Apple designs and sells consumer electronics, computer software, and personal computers and also operates retail stores. Its best-known hardware products are Macintosh computers, the iPod, the iPad and the iPhone – Apple is the world’s third largest mobile phone-maker after Samsung and Nokia.
Apple co-founder wants to become Australian citizen
Apple co-founder a fan of Australia's technology strategy and has applied for citizenship
American Steve Wozniak, who co-founded Apple with the late Steve Jobs, yesterday described his fondness for Australia and said his efforts to become a citizen were already under way.
"I actually like this country and want to become a citizen," he told the Australian Financial Review yesterday, saying he was particularly impressed with plans to roll out a national broadband network across the country.

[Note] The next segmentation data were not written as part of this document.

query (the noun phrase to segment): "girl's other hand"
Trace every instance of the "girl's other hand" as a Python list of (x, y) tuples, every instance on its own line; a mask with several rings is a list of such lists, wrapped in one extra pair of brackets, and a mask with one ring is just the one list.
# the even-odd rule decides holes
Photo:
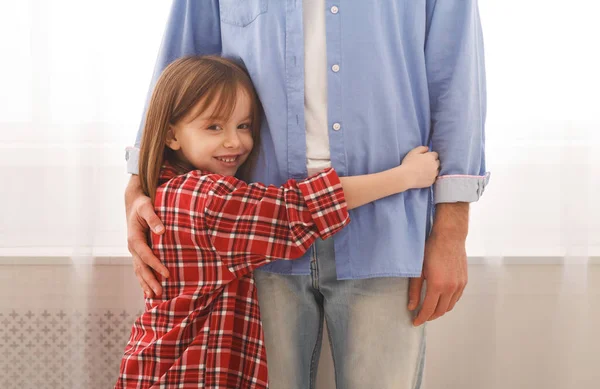
[(440, 170), (438, 153), (419, 146), (406, 154), (400, 168), (405, 171), (410, 188), (428, 188), (435, 182)]

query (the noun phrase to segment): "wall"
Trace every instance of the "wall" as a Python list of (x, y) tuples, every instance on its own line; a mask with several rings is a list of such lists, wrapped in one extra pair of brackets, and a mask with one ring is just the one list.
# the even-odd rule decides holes
[[(44, 261), (0, 261), (0, 387), (111, 388), (143, 307), (128, 260)], [(597, 387), (598, 261), (526, 262), (470, 266), (459, 305), (428, 324), (425, 389)], [(318, 389), (331, 368), (325, 347)]]

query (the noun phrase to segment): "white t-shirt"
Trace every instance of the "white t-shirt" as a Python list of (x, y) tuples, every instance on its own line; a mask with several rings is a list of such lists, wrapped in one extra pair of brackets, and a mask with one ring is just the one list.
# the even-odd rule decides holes
[(325, 0), (303, 0), (304, 116), (308, 175), (331, 166), (327, 126)]

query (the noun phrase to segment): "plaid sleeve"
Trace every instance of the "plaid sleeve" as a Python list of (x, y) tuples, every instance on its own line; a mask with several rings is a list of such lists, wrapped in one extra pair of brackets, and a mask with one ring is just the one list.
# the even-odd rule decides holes
[(281, 187), (215, 177), (205, 203), (208, 234), (222, 259), (236, 266), (298, 258), (350, 221), (333, 169)]

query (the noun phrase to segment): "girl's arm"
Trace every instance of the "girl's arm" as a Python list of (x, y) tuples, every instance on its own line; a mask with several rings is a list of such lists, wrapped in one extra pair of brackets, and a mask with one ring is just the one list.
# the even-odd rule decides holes
[(333, 169), (281, 187), (209, 176), (214, 181), (204, 229), (221, 260), (240, 277), (273, 259), (300, 257), (318, 237), (327, 239), (343, 228), (348, 209), (432, 185), (438, 168), (437, 154), (420, 147), (398, 167), (341, 179)]
[(299, 258), (317, 238), (329, 238), (350, 221), (333, 169), (281, 187), (219, 175), (205, 179), (212, 182), (198, 220), (205, 225), (198, 228), (237, 277), (271, 260)]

Wozniak, who quit Apple in 1987 after 12 years, told local radio in Brisbane last week that he enjoyed his regular visits to Australia. "I am ... on the way to become an Australian citizen, that's a little known fact," he told station 4BC on Friday after queuing up to buy the new generation iPhone 5.
"It turns out that I get to keep my American citizenship," he added. "I intend, you know who knows what will follow through in the next five years, I intend to call myself an Australian and feel an Australian, and study the history and become as much of a real citizen here as I can."
In the interview with the Financial Review, Wozniak said the national broadband network was one of the reasons he wants to become a citizen.
Australia's ambitious A$35.9 billion (HK$290 billion) National Broadband Network (NBN) aims to connect all Australians to superfast internet by 2021 in a move the government hopes will transform the country's economy. "I support it very much," Wozniak, in Australia for the launch of the iPhone 5 and to speak at business forums, said.
The technologist said he had discussed the project with Australia's communications minister, Stephen Conroy.
Wozniak said his home in California was not connected to a broadband service and there was no "political idea" to bring it to everyone in the US.
"There's only one set of wires to be on and I'm not going to pull strings to get them to do something special for me," he said.
Under the NBN scheme, 93 per cent of homes, schools and businesses will be linked by fibre optic while those in more remote regions of the vast nation will receive their service by fixed wireless and satellite technologies.
Wozniak is chief scientist at Fusion-io, a Salt Lake City-based maker of flash-memory technology.